July 31, 2020. The new album is out! This is a collab with beats producer Toby Beats. Read more about the album below:

Beats and Jams
Tracy Silverman, electric violin
Feat. Toby Beats

I hope that people will listen to this record as if they’ve never heard a violin before. No expectations. No preconceptions of what it’s supposed to sound like. No baggage.

I recognize that I had the good fortune and opportunity to be prepared from a young age to get into Juilliard. And I also recognize that there are a hell of a lot of accomplished and really creative musicians who never set foot in a conservatory. Many of the greatest musical achievements of the 20th century come not from trained composers but from songwriters and popular musicians.

String playing divorced itself from popular music about 100 years ago at the dawn of the jazz era.
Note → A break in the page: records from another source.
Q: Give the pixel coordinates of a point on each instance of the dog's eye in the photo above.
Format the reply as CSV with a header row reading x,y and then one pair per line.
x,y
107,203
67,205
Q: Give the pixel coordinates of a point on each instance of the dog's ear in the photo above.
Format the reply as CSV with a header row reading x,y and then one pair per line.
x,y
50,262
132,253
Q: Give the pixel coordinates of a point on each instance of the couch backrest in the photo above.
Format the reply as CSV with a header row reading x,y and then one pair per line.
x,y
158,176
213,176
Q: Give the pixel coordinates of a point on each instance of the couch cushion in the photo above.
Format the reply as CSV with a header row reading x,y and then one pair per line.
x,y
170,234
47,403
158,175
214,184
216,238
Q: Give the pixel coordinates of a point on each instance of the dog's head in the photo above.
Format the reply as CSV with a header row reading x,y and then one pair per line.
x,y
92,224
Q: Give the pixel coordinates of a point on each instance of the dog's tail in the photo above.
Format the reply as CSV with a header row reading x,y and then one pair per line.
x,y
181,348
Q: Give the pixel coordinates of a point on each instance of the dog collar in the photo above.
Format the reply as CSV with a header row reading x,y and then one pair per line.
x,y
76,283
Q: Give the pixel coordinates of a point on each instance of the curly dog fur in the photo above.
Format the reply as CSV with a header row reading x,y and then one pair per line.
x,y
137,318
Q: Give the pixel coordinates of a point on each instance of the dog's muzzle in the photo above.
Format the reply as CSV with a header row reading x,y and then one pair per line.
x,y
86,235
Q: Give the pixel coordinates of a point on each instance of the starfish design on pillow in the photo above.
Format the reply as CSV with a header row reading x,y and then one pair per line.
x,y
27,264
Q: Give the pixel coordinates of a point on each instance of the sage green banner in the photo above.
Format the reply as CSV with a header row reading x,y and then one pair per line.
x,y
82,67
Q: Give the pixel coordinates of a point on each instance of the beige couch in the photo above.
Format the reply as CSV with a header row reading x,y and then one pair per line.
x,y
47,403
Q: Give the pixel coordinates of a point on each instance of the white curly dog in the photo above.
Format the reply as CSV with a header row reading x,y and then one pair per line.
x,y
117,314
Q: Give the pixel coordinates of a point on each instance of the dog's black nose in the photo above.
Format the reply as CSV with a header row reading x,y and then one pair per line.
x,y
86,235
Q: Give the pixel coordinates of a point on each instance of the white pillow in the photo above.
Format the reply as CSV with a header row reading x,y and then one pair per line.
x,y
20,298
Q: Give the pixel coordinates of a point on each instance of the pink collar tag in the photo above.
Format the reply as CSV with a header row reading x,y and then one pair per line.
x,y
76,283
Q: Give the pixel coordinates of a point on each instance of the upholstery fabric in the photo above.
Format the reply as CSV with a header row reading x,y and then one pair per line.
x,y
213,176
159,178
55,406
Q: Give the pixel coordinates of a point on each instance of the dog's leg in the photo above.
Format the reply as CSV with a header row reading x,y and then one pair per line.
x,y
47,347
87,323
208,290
Strings became identified primarily with European refinement and increasingly antiquated styles and lost touch with its vernacular roots. I deeply love classical music, but it disturbs me that strings have become a symbol of class division. I believe it’s time that string playing re-entered the popular mainstream that reaches all people, not just those fortunate enough to afford things like symphony tickets. If strings don’t evolve, they will become extinct.

I hope that people will listen who never have heard a violin before. I hope to create music that will make kids ask their parents to get them an electric violin the way rock made kids ask their parents to get them a guitar. I hope to clear a rough path for some of those kids to take string playing deeper into the popular musical culture than I have—kids whose ears are uncolored by the preconceptions of what strings sound like in conservatories and instead are tuned into what they could sound like on a record.

Every track on this album is a collaboration with a young beat producer out of Nashville, TN named Toby Beats who has a small bedroom studio just down the hall from my home studio. So, I poked my head in there one day and said, “Enough with the video games. Finish your homework.” And he said, “Can I just finish this beat first?” I figured that was a segment of some racing game, like a heat. Turns out he’d amassed quite a collection of beats using some free software he found online. He kept asking for this software called Fruity Loops, so for Christmas I got it for him, along with a couple of decent speakers.

I started listening to the 300 or so beats he’d come up with. I didn’t know my boom bap from my trap, but what caught my ear was the experimental spirit of it. I didn’t end up going with some of the crazier stuff, but I loved the avant garde approach, even if he was just trying out techniques that he’d picked up from YouTube tutorials.

The inspirations that originally drove me beyond classical music were mostly rock and roll and jazz, but these very contemporary sounds and grooves seemed to free me from my past. No preconceptions or expectations. No one I was trying to sound like. Just playing from my heart as if I had never heard a violin before.